Lufthansa may permanently ground more jets to emerge leaner from the coronavirus pandemic, the German airline group said, as it reported a record 6.7 billion euro ($8.10 billion) loss for 2020.
The group, which also owns Austrian Airlines, Swiss and Eurowings, trimmed its 2021 capacity plans as COVID-19 disruption drags on, but held out hope for a summer upturn.
“We are examining whether all aircraft older than 25 years will remain on the ground permanently,” Chief Executive Carsten Spohr said, pledging to make 2021 “a year of redimensioning and modernisation” for the company.
He also confirmed the expected retirement of Lufthansa’s eight remaining Airbus A380 superjumbos - a younger but fuel-thirsty model that is harder to fill in a downturn.
Lufthansa reported a 1.14 billion-euro ($1.38 billion) fourth-quarter net loss with a 1.29 billion deficit in adjusted earnings before interest and tax (EBIT).
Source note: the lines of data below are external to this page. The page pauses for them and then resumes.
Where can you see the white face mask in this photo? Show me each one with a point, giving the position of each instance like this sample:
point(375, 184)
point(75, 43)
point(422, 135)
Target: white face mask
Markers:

Revenue fell 71% to 2.59 billion euros.
Its shares were down 2.3% at 12.49 euros as of 1230 GMT in Frankfurt, after gaining nearly 15% since the start of the year on recovery hopes.
Bernstein analyst Daniel Roeska said that despite “tangible progress” on cost-cutting at its airline subsidiaries, “Lufthansa mainline is still stuck at step one” with short-term crisis union agreements. “More needs to happen - and faster,” Roeska said.
Lufthansa cut its global workforce by 20% to 110,000 in 2020 and is seeking to eliminate another 10,000 German jobs or equivalent wage costs.
The group, which received a government-backed 9 billion euro bailout last June, said it will operate at 40-50% of pre-crisis capacity this year, lowering its earlier 40-60% ambition.
Summer travel will nonetheless pick up swiftly whenever restrictions are eased, Spohr said, and Lufthansa stands ready to restore 70% of its schedule “in the short term”.
The group’s full-year net loss of 6.73 billion euros was on 13.59 billion euros in revenue, down 63%.
The company predicted a narrower 2021 EBIT loss than last year’s 5.45 billion euros.